Die Vereinigten Staaten werfen der Schweizerischen Nationalbank (SNB) seit Langem vor, durch Währungsinterventionen den Franken zu manipulieren. Doch Washington selbst setzt ähnliche Methoden am Anleihemarkt ein, um die langfristigen Zinsen zu drücken.
Die SNB steht seit Jahren in der Kritik der US-Behörden, weil sie durch Käufe von Euros den Franken schwächt, wenn dessen Aufwertung die Exportwirtschaft gefährdet. Der halbjährliche Währungsbericht des US-Finanzministeriums, der seit 2015 potenzielle Währungsmanipulatoren erfasst, führte die Schweiz Ende 2020 unter der Regierung Trump kurzzeitig auf.
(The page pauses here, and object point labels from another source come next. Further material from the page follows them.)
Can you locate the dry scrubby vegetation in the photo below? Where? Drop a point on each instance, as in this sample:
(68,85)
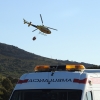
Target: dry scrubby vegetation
(14,62)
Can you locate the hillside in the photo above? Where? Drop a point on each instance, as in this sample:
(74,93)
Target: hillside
(15,61)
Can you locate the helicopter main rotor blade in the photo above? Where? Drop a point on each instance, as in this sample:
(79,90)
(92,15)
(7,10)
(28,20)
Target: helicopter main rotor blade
(34,30)
(41,19)
(52,28)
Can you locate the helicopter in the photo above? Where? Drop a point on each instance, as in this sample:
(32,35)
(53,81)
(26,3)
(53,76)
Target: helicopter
(43,29)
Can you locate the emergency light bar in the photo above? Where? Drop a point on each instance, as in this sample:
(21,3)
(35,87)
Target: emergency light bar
(41,68)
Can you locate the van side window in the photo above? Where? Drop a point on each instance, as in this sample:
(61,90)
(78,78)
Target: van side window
(88,96)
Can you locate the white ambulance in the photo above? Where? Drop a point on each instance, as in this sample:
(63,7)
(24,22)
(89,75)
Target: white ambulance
(64,82)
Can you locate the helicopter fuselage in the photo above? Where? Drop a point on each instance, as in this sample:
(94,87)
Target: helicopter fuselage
(43,29)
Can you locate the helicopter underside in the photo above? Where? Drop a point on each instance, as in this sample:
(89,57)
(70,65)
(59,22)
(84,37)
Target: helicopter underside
(44,29)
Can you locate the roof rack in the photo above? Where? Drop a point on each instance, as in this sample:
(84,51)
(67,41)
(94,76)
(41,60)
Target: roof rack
(48,68)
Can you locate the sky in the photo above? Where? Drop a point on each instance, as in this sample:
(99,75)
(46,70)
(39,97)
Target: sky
(77,22)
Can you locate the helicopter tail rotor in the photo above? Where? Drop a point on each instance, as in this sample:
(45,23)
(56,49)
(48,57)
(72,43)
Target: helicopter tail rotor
(52,28)
(29,24)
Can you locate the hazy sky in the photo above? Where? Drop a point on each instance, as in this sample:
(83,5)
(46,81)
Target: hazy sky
(77,21)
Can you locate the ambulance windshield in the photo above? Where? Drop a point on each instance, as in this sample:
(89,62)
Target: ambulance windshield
(47,94)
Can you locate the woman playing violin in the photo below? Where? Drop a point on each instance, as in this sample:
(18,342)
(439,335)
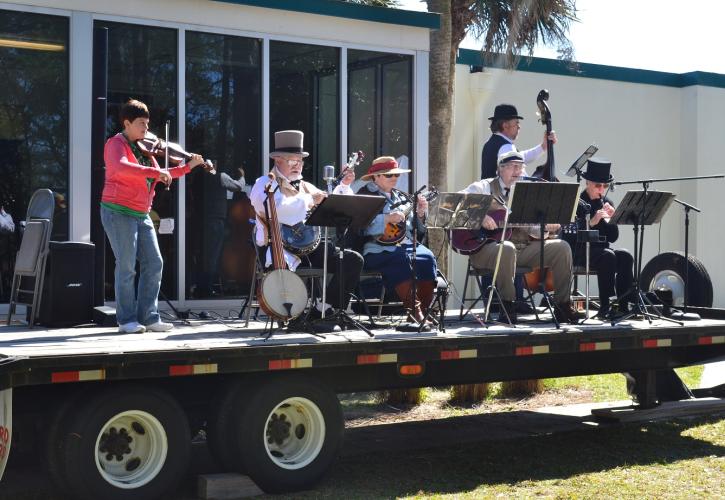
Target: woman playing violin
(126,201)
(394,261)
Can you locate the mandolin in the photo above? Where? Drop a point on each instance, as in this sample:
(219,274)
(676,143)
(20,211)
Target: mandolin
(395,233)
(470,241)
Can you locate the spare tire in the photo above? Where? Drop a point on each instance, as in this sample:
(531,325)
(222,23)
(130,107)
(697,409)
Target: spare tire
(668,270)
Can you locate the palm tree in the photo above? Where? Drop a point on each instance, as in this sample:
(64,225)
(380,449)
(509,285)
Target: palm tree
(505,28)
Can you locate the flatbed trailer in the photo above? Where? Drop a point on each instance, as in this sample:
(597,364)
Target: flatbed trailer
(113,416)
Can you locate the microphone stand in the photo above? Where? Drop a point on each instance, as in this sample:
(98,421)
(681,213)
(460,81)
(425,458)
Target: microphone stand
(685,315)
(329,179)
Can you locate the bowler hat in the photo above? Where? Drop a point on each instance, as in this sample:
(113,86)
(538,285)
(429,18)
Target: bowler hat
(598,170)
(505,112)
(288,142)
Die SNB rechtfertigt ihr Vorgehen mit dem Ziel der Preisstabilität und nicht der gezielten Abwertung – eine Argumentation, die jedoch auf Skepsis stösst.
Am Mittwoch kündigte das US-Finanzministerium an, seine monatlichen Käufe langlaufender Staatsanleihen auf mindestens 4 Milliarden Dollar pro Transaktion zu verdoppeln. Die Massnahme trieb die Renditen sofort nach unten. Dieses Vorgehen ähnelt dem der SNB: Durch die Verknappung des Angebots wird der Preis beeinflusst – hier durch die Reduzierung langfristiger Anleihen, um die Renditen zu senken. Beide Institutionen manipulieren damit die Marktbedingungen, wenn auch in unterschiedlichen Asset-Klassen.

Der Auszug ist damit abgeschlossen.